A pesar de eso, continúa siendo posible que en algún lugar queden todavía adolescentes capaces de dedicar un buen rato a ojear pausadamente un atlas, o un mapa extendido sobre la mesa, mirando con fascinación las dimensiones enormes de los océanos, los miles y miles de islas diseminadas aquí y allá, las cordilleras gigantescas que atraviesan los continentes, los inmensos bosques boreales, los desiertos inabarcables, las junglas impenetrables o los hielos de las regiones polares.
Es posible, no perdamos la esperanza, que todavía quede algún adolescente, algún jovenzuelo despistado, que no considere una pérdida de tiempo viajar con la imaginación por el ancho mundo representado en un simple trozo de papel. Que sueñe despierto con gentes y lugares distintos, largas singladuras por el mar o interminables vagabundeos por tierras desconocidas; vadeando ríos, escalando montañas y atravesando páramos donde el sol, el viento, el frío y el calor marcan los límites de la existencia.

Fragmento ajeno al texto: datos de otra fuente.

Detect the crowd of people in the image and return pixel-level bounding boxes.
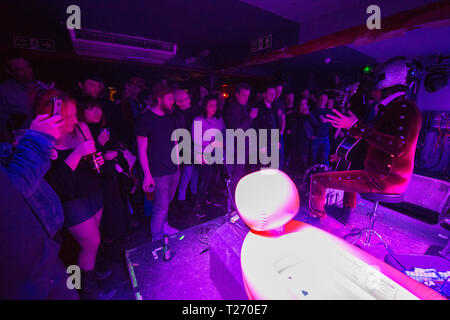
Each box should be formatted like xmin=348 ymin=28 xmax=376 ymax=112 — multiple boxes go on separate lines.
xmin=0 ymin=55 xmax=347 ymax=300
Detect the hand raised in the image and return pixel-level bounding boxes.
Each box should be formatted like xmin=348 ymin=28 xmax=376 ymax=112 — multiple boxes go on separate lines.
xmin=329 ymin=153 xmax=340 ymax=163
xmin=325 ymin=109 xmax=358 ymax=129
xmin=29 ymin=114 xmax=65 ymax=140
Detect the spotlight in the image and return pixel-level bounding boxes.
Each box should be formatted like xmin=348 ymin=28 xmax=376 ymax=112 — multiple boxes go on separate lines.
xmin=424 ymin=71 xmax=448 ymax=92
xmin=324 ymin=57 xmax=331 ymax=64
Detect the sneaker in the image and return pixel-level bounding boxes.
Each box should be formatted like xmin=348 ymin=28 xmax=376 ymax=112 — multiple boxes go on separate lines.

Todo eso y mucho más con solo dedicar unos instantes a recorrer con la mirada el sinuoso trazado de los litorales, detener la vista en algún nombre exótico y desconocido o fijarse, solamente un segundo, en una isla remota en los confines del mar.
Porque los mapas, esas representaciones gráficas aparentemente áridas y desabridas, a veces en forma de pesados atlas o globos terráqueos sobre el escritorio, poseen el poder de transportarnos por el ancho mundo a lomos de la fantasía, de avivar nuestros sueños y generar el deseo de saber, de conocer, de experimentar en carne propia realidades distintas a nuestro entorno cotidiano.
Quizá la pantalla del navegador pueda surtir los mismos efectos y deberíamos probar a deslizar los dedos y ampliar, ampliar y ampliar el mapa hasta que notemos que algo nos rebulle en el interior y ya no necesitamos utilizar los ojos, porque nuestra mente, por sí sola, ha iniciado el viaje.